Appendix A Phases of Translation

A C++ program consists of one or more “source files,” each of which contains some of the text of the program. A source file, together with its “include files” (files that are included using the #include preprocessor directive) but not including sections of code removed by conditional-compilation directives such as #if, is called a “translation unit.”

Source files can be translated at different times—in fact, it is common to translate only out-of-date files. The translated translation units can be kept either in separate object files or in object-code libraries. These separate translation units are then linked to form an executable program (for example, a .EXE or .COM file).

Translation units can communicate using:

Calls to functions that have external linkage.

Calls to class member functions that have external linkage.

Direct modification of objects that have external linkage.

Direct modification of files.

Interprocess communication (for Microsoft Windows applications only).

The following translation phases are not strictly required, but every implementation of C++, including Microsoft C++, must behave “as if” these rules were followed. (The actual order of translation is not important.)

1.Character mapping.

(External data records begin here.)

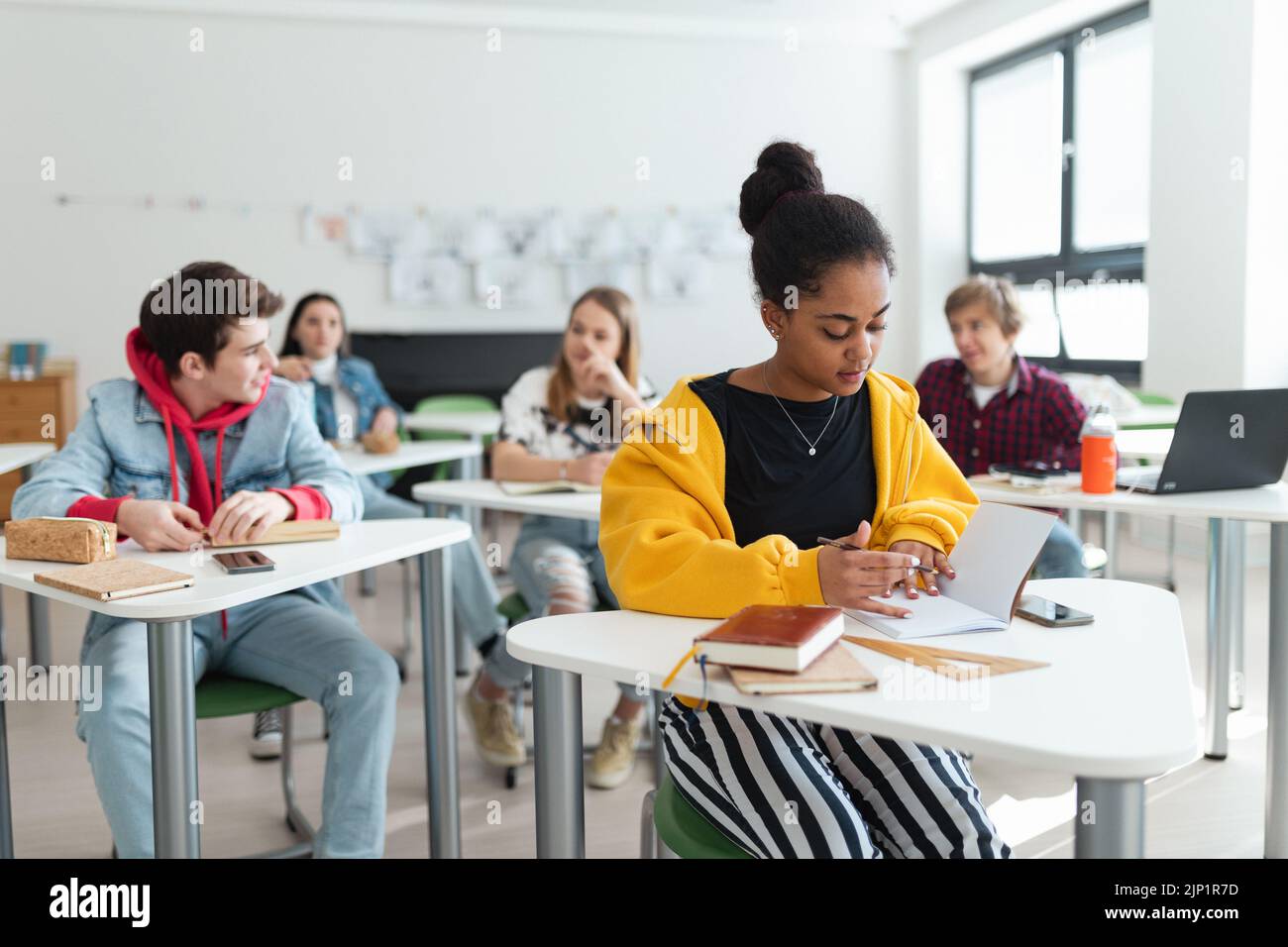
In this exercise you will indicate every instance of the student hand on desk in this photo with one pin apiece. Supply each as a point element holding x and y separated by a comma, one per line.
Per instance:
<point>928,556</point>
<point>246,515</point>
<point>854,579</point>
<point>159,525</point>
<point>294,368</point>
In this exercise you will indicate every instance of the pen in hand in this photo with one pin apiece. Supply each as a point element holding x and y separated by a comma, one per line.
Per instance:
<point>853,548</point>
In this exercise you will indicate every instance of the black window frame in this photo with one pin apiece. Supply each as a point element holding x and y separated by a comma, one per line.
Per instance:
<point>1126,263</point>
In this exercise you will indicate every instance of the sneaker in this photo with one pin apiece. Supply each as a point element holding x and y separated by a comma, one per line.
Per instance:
<point>614,757</point>
<point>494,735</point>
<point>266,737</point>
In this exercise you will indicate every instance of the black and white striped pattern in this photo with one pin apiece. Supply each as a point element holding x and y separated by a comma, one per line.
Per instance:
<point>782,788</point>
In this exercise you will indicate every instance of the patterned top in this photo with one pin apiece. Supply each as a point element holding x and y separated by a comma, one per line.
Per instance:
<point>527,421</point>
<point>1034,418</point>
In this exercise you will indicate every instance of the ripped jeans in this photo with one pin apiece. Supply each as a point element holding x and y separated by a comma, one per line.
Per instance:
<point>555,562</point>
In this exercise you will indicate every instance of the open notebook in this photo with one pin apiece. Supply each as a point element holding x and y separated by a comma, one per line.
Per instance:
<point>992,561</point>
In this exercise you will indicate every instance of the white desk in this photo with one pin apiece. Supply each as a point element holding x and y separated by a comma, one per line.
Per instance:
<point>1227,512</point>
<point>1091,712</point>
<point>488,495</point>
<point>24,454</point>
<point>168,617</point>
<point>1150,414</point>
<point>22,457</point>
<point>410,454</point>
<point>473,424</point>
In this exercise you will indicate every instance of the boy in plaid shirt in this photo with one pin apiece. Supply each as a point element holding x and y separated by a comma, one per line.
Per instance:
<point>991,406</point>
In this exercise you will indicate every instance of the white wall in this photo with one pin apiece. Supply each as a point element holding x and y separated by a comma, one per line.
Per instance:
<point>1265,360</point>
<point>263,115</point>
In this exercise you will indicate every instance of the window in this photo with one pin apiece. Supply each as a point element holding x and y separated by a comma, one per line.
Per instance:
<point>1059,191</point>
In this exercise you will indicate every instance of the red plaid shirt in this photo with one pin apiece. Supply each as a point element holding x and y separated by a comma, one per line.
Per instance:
<point>1034,418</point>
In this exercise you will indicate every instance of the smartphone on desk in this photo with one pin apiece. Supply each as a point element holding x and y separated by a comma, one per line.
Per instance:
<point>1051,613</point>
<point>246,561</point>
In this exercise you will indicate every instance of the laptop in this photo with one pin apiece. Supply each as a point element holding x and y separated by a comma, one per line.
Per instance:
<point>1224,441</point>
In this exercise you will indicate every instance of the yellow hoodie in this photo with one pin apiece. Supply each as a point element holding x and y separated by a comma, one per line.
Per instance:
<point>668,538</point>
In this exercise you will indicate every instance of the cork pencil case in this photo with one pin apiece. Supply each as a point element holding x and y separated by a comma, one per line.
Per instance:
<point>59,539</point>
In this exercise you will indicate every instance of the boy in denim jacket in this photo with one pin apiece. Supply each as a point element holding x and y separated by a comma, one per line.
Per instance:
<point>205,440</point>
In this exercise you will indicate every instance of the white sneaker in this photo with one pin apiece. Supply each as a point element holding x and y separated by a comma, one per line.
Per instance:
<point>266,738</point>
<point>614,757</point>
<point>494,733</point>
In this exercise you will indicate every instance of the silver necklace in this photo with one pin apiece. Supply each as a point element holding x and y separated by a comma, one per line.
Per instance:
<point>764,373</point>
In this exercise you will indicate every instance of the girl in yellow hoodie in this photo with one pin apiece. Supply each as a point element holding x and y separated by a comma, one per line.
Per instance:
<point>717,501</point>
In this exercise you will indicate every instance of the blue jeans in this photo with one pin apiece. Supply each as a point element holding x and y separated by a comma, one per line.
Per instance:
<point>1061,554</point>
<point>288,641</point>
<point>554,557</point>
<point>475,594</point>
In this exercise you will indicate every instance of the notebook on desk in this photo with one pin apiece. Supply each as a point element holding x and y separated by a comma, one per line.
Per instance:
<point>115,579</point>
<point>992,562</point>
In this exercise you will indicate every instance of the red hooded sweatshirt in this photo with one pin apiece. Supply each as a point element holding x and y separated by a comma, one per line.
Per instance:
<point>153,376</point>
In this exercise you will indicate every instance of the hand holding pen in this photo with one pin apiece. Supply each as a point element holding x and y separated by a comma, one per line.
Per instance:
<point>851,577</point>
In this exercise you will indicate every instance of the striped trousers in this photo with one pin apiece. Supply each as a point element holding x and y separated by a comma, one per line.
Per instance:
<point>781,788</point>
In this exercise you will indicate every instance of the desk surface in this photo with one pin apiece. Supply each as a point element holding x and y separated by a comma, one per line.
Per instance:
<point>361,545</point>
<point>408,454</point>
<point>488,495</point>
<point>1149,445</point>
<point>1115,702</point>
<point>471,423</point>
<point>20,455</point>
<point>1257,504</point>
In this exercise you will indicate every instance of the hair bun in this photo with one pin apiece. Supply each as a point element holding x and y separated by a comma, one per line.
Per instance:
<point>781,167</point>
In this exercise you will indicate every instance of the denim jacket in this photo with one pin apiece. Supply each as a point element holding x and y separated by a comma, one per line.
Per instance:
<point>359,377</point>
<point>119,449</point>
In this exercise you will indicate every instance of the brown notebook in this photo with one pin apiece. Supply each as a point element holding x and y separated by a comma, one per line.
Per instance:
<point>835,672</point>
<point>781,638</point>
<point>115,579</point>
<point>292,531</point>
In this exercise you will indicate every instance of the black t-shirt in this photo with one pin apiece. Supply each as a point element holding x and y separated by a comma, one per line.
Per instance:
<point>773,486</point>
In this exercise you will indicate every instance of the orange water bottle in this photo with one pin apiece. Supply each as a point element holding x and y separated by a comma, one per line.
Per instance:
<point>1099,453</point>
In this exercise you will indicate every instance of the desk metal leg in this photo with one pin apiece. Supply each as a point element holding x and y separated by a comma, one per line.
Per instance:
<point>1276,725</point>
<point>1111,821</point>
<point>38,609</point>
<point>38,615</point>
<point>561,791</point>
<point>437,663</point>
<point>1236,530</point>
<point>473,471</point>
<point>5,813</point>
<point>175,826</point>
<point>1111,544</point>
<point>1218,639</point>
<point>657,698</point>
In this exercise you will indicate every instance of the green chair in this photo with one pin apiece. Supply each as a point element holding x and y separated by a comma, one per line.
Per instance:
<point>219,694</point>
<point>454,403</point>
<point>686,831</point>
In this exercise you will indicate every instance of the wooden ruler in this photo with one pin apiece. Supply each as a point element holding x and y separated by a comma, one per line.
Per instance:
<point>926,655</point>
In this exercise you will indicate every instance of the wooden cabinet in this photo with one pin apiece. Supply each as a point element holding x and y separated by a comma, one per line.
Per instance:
<point>29,411</point>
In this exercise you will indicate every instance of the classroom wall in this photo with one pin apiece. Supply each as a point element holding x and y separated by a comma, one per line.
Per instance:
<point>259,120</point>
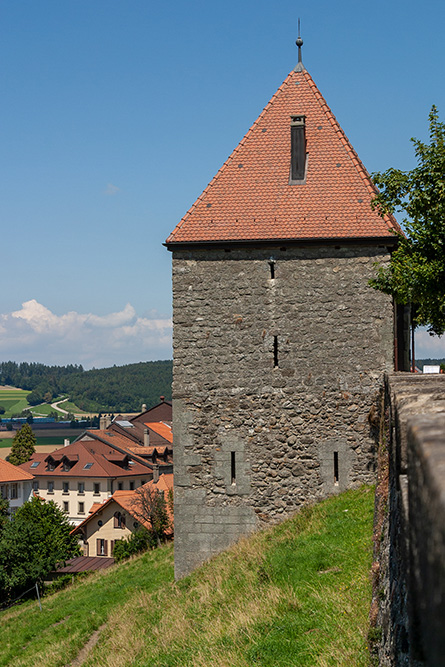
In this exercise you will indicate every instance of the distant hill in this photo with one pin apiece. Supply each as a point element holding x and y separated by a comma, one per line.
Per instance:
<point>116,389</point>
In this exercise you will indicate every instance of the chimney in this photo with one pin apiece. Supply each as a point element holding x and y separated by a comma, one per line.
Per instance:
<point>298,148</point>
<point>155,472</point>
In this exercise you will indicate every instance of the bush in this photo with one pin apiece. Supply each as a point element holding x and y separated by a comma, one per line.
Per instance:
<point>140,540</point>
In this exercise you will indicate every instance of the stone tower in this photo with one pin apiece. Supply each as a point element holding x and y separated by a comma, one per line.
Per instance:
<point>279,342</point>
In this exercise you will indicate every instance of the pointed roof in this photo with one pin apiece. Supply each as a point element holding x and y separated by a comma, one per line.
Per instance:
<point>10,473</point>
<point>251,199</point>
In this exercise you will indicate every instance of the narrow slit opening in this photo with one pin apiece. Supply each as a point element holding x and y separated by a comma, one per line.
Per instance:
<point>275,351</point>
<point>232,467</point>
<point>335,467</point>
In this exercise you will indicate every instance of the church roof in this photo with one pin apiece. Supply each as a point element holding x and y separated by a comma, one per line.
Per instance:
<point>251,197</point>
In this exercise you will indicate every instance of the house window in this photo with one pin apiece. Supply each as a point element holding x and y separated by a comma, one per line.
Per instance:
<point>298,148</point>
<point>102,547</point>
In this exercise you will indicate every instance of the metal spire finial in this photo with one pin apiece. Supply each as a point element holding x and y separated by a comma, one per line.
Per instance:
<point>299,43</point>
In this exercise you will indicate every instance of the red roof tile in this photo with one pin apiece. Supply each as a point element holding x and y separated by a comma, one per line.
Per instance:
<point>162,429</point>
<point>90,458</point>
<point>126,500</point>
<point>10,473</point>
<point>250,197</point>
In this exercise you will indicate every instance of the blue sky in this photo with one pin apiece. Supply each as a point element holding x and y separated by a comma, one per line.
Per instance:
<point>117,113</point>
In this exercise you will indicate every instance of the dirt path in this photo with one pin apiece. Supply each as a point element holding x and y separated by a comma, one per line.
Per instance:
<point>56,406</point>
<point>91,643</point>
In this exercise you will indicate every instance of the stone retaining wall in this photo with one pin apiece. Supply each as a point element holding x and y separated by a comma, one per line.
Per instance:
<point>410,565</point>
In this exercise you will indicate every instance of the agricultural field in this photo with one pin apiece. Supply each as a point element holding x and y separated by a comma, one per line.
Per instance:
<point>13,401</point>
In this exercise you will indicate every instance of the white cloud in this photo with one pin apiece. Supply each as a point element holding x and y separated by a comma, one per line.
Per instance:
<point>34,333</point>
<point>111,190</point>
<point>429,347</point>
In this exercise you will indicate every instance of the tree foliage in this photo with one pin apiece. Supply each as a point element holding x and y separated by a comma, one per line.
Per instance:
<point>139,541</point>
<point>116,389</point>
<point>4,513</point>
<point>32,544</point>
<point>150,506</point>
<point>416,273</point>
<point>23,445</point>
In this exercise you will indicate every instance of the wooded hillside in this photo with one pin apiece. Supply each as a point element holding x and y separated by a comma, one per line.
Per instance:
<point>116,389</point>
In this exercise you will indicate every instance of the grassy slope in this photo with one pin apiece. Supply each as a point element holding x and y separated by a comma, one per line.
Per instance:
<point>297,594</point>
<point>13,400</point>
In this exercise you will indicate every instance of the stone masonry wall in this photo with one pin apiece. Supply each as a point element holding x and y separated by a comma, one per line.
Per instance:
<point>409,571</point>
<point>255,440</point>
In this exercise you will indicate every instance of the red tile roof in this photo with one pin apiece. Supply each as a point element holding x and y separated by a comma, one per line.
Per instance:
<point>103,457</point>
<point>250,197</point>
<point>10,473</point>
<point>162,429</point>
<point>127,499</point>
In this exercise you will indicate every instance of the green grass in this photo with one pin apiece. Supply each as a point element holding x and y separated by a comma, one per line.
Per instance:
<point>13,401</point>
<point>55,635</point>
<point>71,407</point>
<point>44,440</point>
<point>297,594</point>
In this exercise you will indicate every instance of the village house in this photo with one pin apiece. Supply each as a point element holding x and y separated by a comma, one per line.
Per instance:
<point>279,342</point>
<point>15,485</point>
<point>116,518</point>
<point>86,472</point>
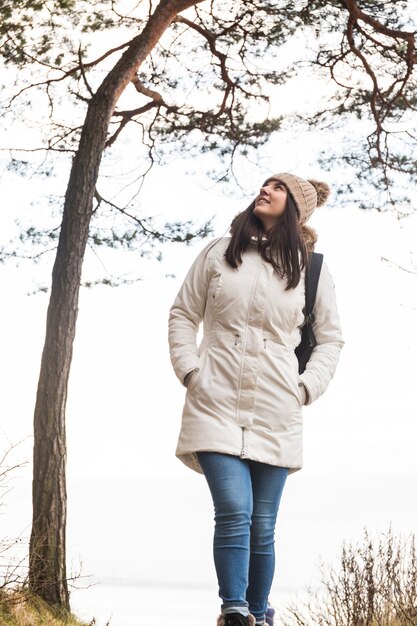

Characters in the source file are mapped to the internal source representation. Trigraph sequences are converted to single-character internal representation in this phase.

2.Line splicing. All lines ending in a backslash (\) and immediately followed by a newline character are joined with the next line in the source file, forming logical lines from the physical lines. Unless it is empty, a source file must end in a newline character that is not preceded by a backslash.

3.Tokenization. The source file is broken into preprocessing tokens and white-space characters. Comments in the source file are replaced with one space character each. Newline characters are retained.

4.Preprocessing. Preprocessing directives are executed and macros are expanded into the source file. Use #include statements to invoke translation steps 1 through 4 on included text.

5.Character-set mapping. All source-character-set members and escape sequences are converted to their equivalents in the execution-character set. For Microsoft C++, both the source and the execution character sets are ASCII.

6.String concatenation. All adjacent string and wide-string literals are concatenated. For example, "String " "concatenation" becomes "String concatenation".

7.Translation. All tokens are analyzed syntactically and semantically; these tokens are converted into object code.

8.Linkage. All external references are resolved to create an executable program.

The compiler issues warnings or errors during phases of translation in which it encounters syntax errors.